Так уж случается, что одни уходят на пенсию, на их место приходят другие, происходит своеобразный круговорот, или даже ротация кадров. Однокашники Лобова долго не засиживались на одном месте. Тех, кто служил, а не преподавал – таковых было мало, перемещали по стране с севера на юг, с востока на запад. Были счастливчики, которым удавалось осесть в крупных городах, и даже в Ленинграде или Москве. Лобов зацепился за Ленинград и куда-нибудь переезжать, пусть хоть и в Москву, он просто не хотел.
А Макеев был, как теперь стало модно этим козырять – потомственным, т. е. коренным ленинградцем.
* * *
После подавления стрелецкого бунта 1698 года одна из женщин, трое сыновей которой принимали участие и все трое были схвачены, умоляла Петра оставить им жизнь. Петр отказал ей, так как вина их была доказана, а преступления, ими совершенные, карались смертью.
И все же несчастная мать вымолила у царя жизнь одного из трех – самого младшего. Царь разрешил ей попрощаться с двумя приговоренными к смерти и забрать из тюрьмы младшего.
Мать долго прощалась с сыновьями и, наконец, вышла с помилованным сыном на волю. И когда они уже прошли ворота тюрьмы, ее сын вдруг упал и, ударившись головой о большой камень, умер мгновенно. Петру донесли о случившемся, и он был настолько сильно поражен этим, что впоследствии очень редко миловал преступников, если их вина была достаточна и очевидна.
Скорее всего, данная глава может показаться странной любому, кто не знает ничего о диссертациях, о тех благах, которые появляются у обладателей ученых степеней. Достаточно заметить, что даже президенты России – и те – обладатели ученых степеней. Хотя, разумеется, ни один из них в науке не наследил, но дипломы имеются.

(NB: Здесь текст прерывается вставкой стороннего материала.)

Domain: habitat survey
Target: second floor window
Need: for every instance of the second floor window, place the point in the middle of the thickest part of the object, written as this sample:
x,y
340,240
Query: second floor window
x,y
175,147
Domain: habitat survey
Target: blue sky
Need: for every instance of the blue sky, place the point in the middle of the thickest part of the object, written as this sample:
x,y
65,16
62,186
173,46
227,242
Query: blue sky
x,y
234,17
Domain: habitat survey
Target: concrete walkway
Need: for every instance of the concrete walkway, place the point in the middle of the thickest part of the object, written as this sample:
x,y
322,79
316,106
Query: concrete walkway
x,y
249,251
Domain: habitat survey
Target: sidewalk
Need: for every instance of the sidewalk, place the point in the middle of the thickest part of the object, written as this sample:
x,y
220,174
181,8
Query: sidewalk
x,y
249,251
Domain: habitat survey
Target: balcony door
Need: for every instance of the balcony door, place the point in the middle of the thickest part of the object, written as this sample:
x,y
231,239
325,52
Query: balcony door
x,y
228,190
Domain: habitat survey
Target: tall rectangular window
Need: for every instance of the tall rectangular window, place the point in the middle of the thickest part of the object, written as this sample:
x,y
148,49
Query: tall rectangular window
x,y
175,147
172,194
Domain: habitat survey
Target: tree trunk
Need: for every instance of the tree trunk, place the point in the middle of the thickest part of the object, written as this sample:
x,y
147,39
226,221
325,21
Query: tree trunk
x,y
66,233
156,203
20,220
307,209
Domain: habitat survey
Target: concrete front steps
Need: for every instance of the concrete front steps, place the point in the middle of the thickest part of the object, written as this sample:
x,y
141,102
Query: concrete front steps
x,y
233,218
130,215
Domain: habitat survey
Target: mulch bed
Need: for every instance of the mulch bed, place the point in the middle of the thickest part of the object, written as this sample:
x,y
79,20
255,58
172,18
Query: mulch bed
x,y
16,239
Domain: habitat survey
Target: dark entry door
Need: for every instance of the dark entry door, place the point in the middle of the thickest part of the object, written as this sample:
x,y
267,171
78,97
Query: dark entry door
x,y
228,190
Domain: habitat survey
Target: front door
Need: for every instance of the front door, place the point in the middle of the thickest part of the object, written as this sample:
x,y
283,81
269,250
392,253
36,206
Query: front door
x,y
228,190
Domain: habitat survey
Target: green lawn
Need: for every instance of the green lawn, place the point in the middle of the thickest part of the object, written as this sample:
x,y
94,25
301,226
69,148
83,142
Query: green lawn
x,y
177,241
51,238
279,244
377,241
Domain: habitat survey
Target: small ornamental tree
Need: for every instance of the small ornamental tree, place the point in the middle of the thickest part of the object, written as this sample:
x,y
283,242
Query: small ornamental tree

В современном мире когорта ученых делится на несколько групп. Самая большая, речь пойдет о постсоветском пространстве, это те, которым помогли!
Оба-на! Стоп! Это роман или это какая-то аналитическая секретная справка? Это что за разглашение тайны? Да кто ты такой, писатель хренов? У тебя что, есть ученое звание или ученая степень? Да какое право ты имеешь об этом даже думать? Тебе нельзя не только писать, говорить нельзя! Ты понял, бля? Чмо, бля!
И, действительно, а как я, простой слесарь-сантехник, пописывающий романчики в свободное от телевизора время…. и вдруг взял, да и написал про святую святых? Про то, о чем не принято даже в кулуарах говорить?!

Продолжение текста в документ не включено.